Se no cenário político e econômico não era tudo tão maravilhoso, o cenário esportivo era promissor. Depois do profissionalismo integrado ao futebol brasileiro, o selecionado nacional ganhou a Copa América de 1949, derrotando o Paraguai por 7x0 e acabando com um jejum de títulos que durava 27 anos. A Seleção Brasileira chegava confiante para o mundial de 1950, sendo cotada como uma das favoritas, num grupo de classificados que incluía a Itália, já bicampeã (1934 e 1938), o Uruguai, Inglaterra, Suécia, Chile, Iugoslávia, entre outros.
A final do mundial já tinha lugar marcado: no novíssimo estádio do Maracanã, construído especialmente para o evento da Copa do Mundo. O Brasil já contava com grandes estádios, como São Januário e Pacaembu, mas o Maracanã surge como um marco, um verdadeiro templo do futebol nacional, projetado para ser o maior estádio do mundo. Mas a construção de tamanho estádio não tinha como ser feita sem nenhuma polêmica envolvida.
Nasce o templo do futebol
Com a pedra fundamental colocada em 1948, iniciou-se a construção do Maracanã. O projeto previa um estádio com capacidade para incríveis 155.250 pessoas, com arquibancadas divididas em 93 mil lugares com cadeiras, 31 mil em pé, 30 mil cadeiras cativas, 500 lugares para a tribuna de honra e 250 para camarotes, além das tribunas de imprensa. Mais ou menos 3.500 trabalhadores foram escalados para executar a obra, iniciada apenas dois anos antes da Copa. Seria um estádio gigante, uma maneira do Brasil se mostrar para o mundo como um país desenvolvido e capaz de erguer um verdadeiro templo do futebol, se tornando o dono não só da melhor técnica no esporte, como do melhor estádio de futebol.

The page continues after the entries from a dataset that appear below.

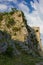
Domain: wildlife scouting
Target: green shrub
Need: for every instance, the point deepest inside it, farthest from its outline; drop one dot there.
(1, 17)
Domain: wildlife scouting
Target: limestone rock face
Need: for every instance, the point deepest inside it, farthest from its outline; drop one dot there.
(15, 32)
(17, 27)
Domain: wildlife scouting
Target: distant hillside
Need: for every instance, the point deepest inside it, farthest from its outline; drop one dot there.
(16, 36)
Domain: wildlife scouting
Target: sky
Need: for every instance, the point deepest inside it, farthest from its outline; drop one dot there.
(33, 10)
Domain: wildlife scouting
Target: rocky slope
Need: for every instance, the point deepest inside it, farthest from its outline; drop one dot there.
(16, 36)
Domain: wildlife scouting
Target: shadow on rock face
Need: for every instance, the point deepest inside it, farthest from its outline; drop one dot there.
(12, 47)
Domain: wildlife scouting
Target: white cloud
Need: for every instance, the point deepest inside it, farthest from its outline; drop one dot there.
(3, 7)
(23, 7)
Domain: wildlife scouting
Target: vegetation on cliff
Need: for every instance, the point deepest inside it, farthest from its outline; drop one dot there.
(18, 42)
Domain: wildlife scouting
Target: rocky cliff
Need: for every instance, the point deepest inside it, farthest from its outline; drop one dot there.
(15, 33)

Apesar do imaginário popular e da grande parte da imprensa ser a favor da construção do Maracanã, a obra sofreu fortes oposições. O principal ator político que era contra sua construção era o deputado federal Carlos Lacerda. O projeto do estádio, apoiado por Mário Filho e desenvolvido pelo Marechal Mendes de Moraes, que viria a se tornar prefeito do Rio de Janeiro, foi discutido na recém reaberta Câmara Municipal, com o debate liderado por Ary Barroso, um conhecido radialista e locutor de futebol na rádio Tupi.
Ary, mesmo sendo da UDN, conseguiu o apoio do PCB e os votos suficientes para passar o projeto na Câmara. Entre os udenistas, o projeto do estádio não era uma unanimidade. Em discussões com teor parecido com as ocorridas sobre a construção dos estádios na recente Copa do Mundo de 2014, que também aconteceu no Brasil, deputados questionavam, por exemplo, o motivo do investimento ir para o estádio ao invés de para a saúde.
Carlos Lacerda foi contra o projeto de construção do estádio desde o começo. Um de seus maiores questionamentos era o tamanho e a capacidade do estádio, que seria de 150 mil pessoas, alegando que não existia material o suficiente no Brasil para erguer tamanho projeto. Lacerda acabou por concordar com a construção, mas queria que o estádio fosse erguido no bairro do Jacarepaguá, e tivesse capacidade de apenas 60 mil pessoas. Uma pesquisa foi feita logo em seguida, para saber onde o carioca preferia a construção do estádio, e mostrou que “A maioria absoluta (56,8%) escolheu o local indicado por Ary (...). Apenas 9,7% aceitaram a sugestão de Lacerda.” (GUTERMAN, 2012).
A área indicada por Barroso para a construção do Maracanã era a antiga área do Derby Club, o que fez com que o estádio fosse conhecido por algum tempo como o “Gigante do Derby”. Geograficamente, o lugar que abrigaria o novo estádio ficava na Zona Oeste do Rio de Janeiro, entre a Tijuca e São Cristóvão. Posteriormente, onde o estádio está localizado e nos seus arredores, foi criado o bairro Maracanã, separando a região da Tijuca. O próprio nome popular, Maracanã, deriva de um rio de mesmo nome que passa na região, cruzando a Tijuca e São Cristóvão, e que acaba desaguando na Baía de Guanabara.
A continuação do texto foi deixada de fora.